Tout au long du texte on observe une métaphore filée sur la guerre de Troie.
2. Les identifications
Dès l’incipit, « je ne suis point », le sens du poème se construit. Le poète refuse d’être assimilé à la guerre et aux grecs qui ont violenté Cassandre par une négation identificatrice. Pourtant, il s’identifie à Corèbe « Hélas ! je suis ce Corèbe insensé », amoureux de la Cassandre antique qui se déguisa en grec et fut massacré par ses amis. Ronsard se sert de cette légende à son avantage en mettant à l’honneur Cassandre puisque « ma guerrière » est un adjectif de qualité. Il porte sur les événements qui arrivèrent à Cassandre le point de vue des troyens mais il refuse toute assimilation à la guerre bien qu’il se compare au troyen Corèbe.
II. Un amour douloureux
1. La relation entre Corèbe et Ronsard
Il endosse l’identité de Corèbe car le poète est amoureux de Cassandre comme Corèbe le fut de la Cassandre antique (la Cassandre de Ronsard est assimilée à l’héroïne antique). Mais il est blessé mortellement (oxymore) alors que Corèbe est mort. Ainsi, l’amour de Ronsard est vraiment une prouesse supérieure à la guerre car à la différence de Corèbe, qui a trouvé dans la mort l’apaisement de ses souffrances, Ronsard vit toujours avec cette douleur. Son comportement est donc héroïque. Toute la déictique (pronoms, adjectifs.. )met en valeur l’identification héroïque de Ronsard ; ce processus conduit à la sublimation de l’amour que Ronsard porte à Cassandre car il n’y a aucun violence.

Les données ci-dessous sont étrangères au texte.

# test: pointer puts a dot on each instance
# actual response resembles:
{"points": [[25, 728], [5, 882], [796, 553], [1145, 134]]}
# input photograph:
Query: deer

2. Un amour placé sous le signe de la guerre
On constate une opposition dans le vocabulaire :
Guerre |
Blessure |
Guerrière, soudart, ta ville en cendre, vainqueur, camp armé, rempart, mille barques, cent traits |
Tua, homicide, dard, mortellement, blessé, tira dans le cœur |
Le feu de la guerre détruit et brûle alors que le feu amoureux vivifié blesse. Il est le héros troyen qui a aimé Cassandre, son amour est donc placé sous le signe de la guerre. On passe de la violence de la guerre à la violence de l’amour, qui est donc présenté comme une guerre intérieure. De plus, les rimes féminines (« cassandre, cendre) encadrent les rimes masculines (soudard, dard(qui font partie de la composition anagrammatique du nom de Ronsard) donc Ronsard se met au centre de son amour pour Cassandre.
On part de Cassandre à cœur donc la mythologie à un mythe personnel.
Conclusion
Ronsard célèbre Cassandre en plaçant sous le signe de la guerre. Il s’identifie à Corèbe mais en refusant la violence et en montrant qu’il souffre plus que le héros troyen, il y a sublimation de l’amour du poète. Ronsard utilise toute son érudition pour exprimer son amour.